Discarded tributes for the no longer here
Al Brydon
I'm a photographer based in the north of the UK working on long term landscape photography projects. I have been published and exhibited both in the UK and abroad and am co-founder of the Inside the Outside photography collective.
Landscape photography is the perfect vehicle for narrative and storytelling. I'm interested in the history of landscape and human interaction and alteration of landscape. The long departed people who have shaped that world sing songs. I'm slowly learning to listen.
Charlotte Parkin
Head of Marketing & Sub Editor for On Landscape. Dabble in digital photography, open water swimmer, cooking buff & yogi.
We have interviewed Al twice in the past, once as a featured photographer in 2013 and then in 2018 to talk more about the projects he was working on at the time (click here for interview). Richard Earney wrote an end frame in December 2019 that caught my attention and I got in touch with Al to find out more about his Graveyard Bins project.
It’s been two years since we spoke, tell us what you have been doing photographically over this period?
Wow, that's a lot of time to cover. I'll try and be concise.
I've had two books published, been part of several exhibitions here and abroad, made a short film, published some new zines with my friends at Inside the Outside, recently finished a series of Polaroid lifts which were to be exhibited at the end of March but that's postponed, started doing some workshops with my friend Fleur Olby called the 'Art of Walking', probably given a talk or two but don't quote me on that and started two new long term bodies of work to run concurrently. I've probably forgotten something but that's the gist.
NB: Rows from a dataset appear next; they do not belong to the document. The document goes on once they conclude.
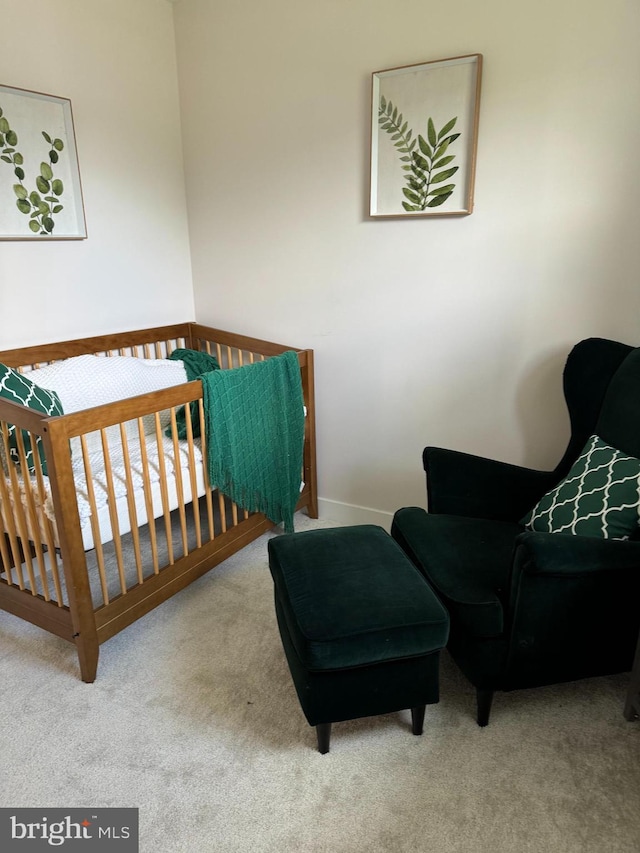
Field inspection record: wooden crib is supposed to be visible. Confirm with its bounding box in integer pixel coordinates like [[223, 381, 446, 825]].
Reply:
[[0, 323, 318, 682]]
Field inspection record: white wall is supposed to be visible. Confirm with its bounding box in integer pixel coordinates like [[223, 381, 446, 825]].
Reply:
[[174, 0, 640, 524], [0, 0, 194, 348]]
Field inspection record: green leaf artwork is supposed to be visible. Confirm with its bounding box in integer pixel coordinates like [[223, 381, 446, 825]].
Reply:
[[378, 95, 460, 213], [0, 107, 64, 237]]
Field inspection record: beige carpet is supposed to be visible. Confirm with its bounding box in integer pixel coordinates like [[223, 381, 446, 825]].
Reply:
[[0, 515, 640, 853]]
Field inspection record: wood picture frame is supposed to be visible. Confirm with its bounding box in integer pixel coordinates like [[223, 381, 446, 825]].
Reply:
[[0, 85, 87, 240], [369, 53, 482, 217]]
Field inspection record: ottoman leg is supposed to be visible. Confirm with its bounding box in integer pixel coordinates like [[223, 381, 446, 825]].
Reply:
[[316, 723, 331, 755], [411, 705, 427, 735]]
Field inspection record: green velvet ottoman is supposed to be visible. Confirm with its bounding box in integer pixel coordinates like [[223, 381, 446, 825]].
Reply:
[[269, 525, 449, 753]]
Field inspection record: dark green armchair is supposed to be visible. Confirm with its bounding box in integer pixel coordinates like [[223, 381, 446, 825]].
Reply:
[[392, 338, 640, 726]]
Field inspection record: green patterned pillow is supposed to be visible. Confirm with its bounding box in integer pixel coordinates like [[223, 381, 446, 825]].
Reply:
[[0, 364, 64, 475], [521, 435, 640, 539]]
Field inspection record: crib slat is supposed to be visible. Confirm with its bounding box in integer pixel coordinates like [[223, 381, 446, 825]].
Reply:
[[20, 433, 51, 601], [80, 435, 109, 604], [138, 418, 160, 575], [166, 406, 189, 557], [155, 412, 175, 566], [0, 421, 24, 589], [10, 429, 36, 595], [184, 398, 204, 548], [100, 429, 127, 595], [198, 397, 216, 540], [120, 418, 144, 583]]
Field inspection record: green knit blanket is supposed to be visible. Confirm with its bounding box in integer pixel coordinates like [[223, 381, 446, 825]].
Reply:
[[200, 351, 304, 533], [165, 348, 220, 439]]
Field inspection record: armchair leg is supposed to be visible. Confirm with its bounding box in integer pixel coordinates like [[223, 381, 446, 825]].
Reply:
[[476, 687, 493, 726], [411, 705, 427, 735], [316, 723, 331, 755]]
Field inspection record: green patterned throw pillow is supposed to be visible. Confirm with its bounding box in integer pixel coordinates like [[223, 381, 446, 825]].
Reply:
[[0, 364, 64, 475], [521, 435, 640, 539]]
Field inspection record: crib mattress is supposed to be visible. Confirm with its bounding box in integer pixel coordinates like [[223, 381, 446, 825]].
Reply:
[[1, 420, 206, 551]]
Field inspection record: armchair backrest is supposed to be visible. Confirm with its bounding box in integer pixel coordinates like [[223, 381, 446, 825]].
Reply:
[[595, 348, 640, 457], [555, 338, 640, 480]]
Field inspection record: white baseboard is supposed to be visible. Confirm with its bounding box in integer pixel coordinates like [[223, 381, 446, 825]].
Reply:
[[318, 498, 393, 533]]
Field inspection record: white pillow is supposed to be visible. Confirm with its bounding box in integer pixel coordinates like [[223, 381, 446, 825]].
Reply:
[[27, 355, 187, 414]]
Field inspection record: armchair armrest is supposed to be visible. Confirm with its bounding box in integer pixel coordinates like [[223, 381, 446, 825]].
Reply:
[[505, 531, 640, 689], [513, 530, 640, 583], [422, 447, 556, 521]]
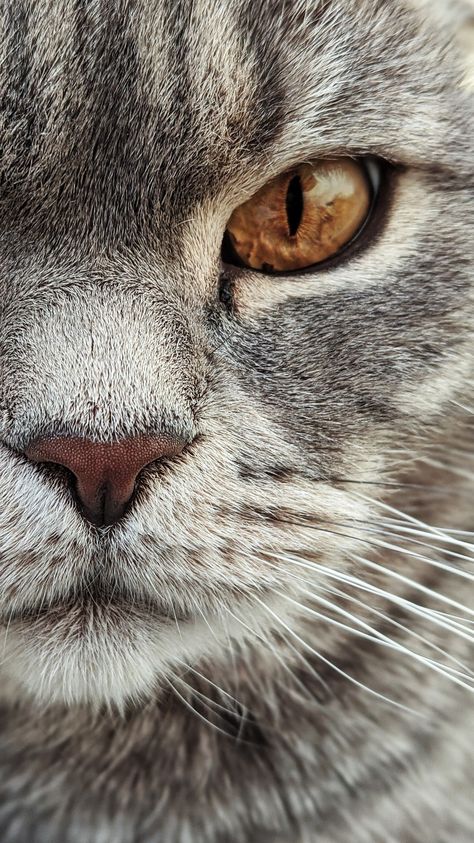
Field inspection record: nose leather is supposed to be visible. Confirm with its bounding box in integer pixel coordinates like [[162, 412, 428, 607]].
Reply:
[[24, 434, 185, 527]]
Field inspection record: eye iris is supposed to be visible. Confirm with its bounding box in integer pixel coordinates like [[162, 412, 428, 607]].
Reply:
[[227, 158, 372, 272]]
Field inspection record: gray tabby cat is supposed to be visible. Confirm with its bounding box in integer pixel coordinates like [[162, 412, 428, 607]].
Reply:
[[0, 0, 474, 843]]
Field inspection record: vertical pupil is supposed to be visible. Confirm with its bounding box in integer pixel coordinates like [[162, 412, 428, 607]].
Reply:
[[286, 176, 303, 237]]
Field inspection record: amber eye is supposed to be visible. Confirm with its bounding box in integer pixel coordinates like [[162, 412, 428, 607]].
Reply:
[[227, 158, 374, 272]]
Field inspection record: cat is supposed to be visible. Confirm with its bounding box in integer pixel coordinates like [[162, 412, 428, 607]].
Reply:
[[0, 0, 474, 843]]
Richard Earney wrote a fantastic end frame about one of the images from this project. Do you want to recap on how this project came about? Where did it all start? What's your personal interest in this subject?
It started roughly 5 or maybe 6 years ago. And it wasn't something I ever thought would be a project or body of work. The flowers were just something I noticed. That tiny tiny moment of 'oh yeah'. And that's all it was. I had my phone with me and I stuck it over the bins and made one or two photographs. I think I might have put them up on social media assuming no one would look at them and I was right, no one did, and quite rightly so. They weren't very good. And in a way the fact that no one looked at them kind of made me want to make more of them. But I didn't really. Not for a while. And that's where it all begins, I guess. By noticing something that maybe someone else misses. Everyone can see something that's invisible to others.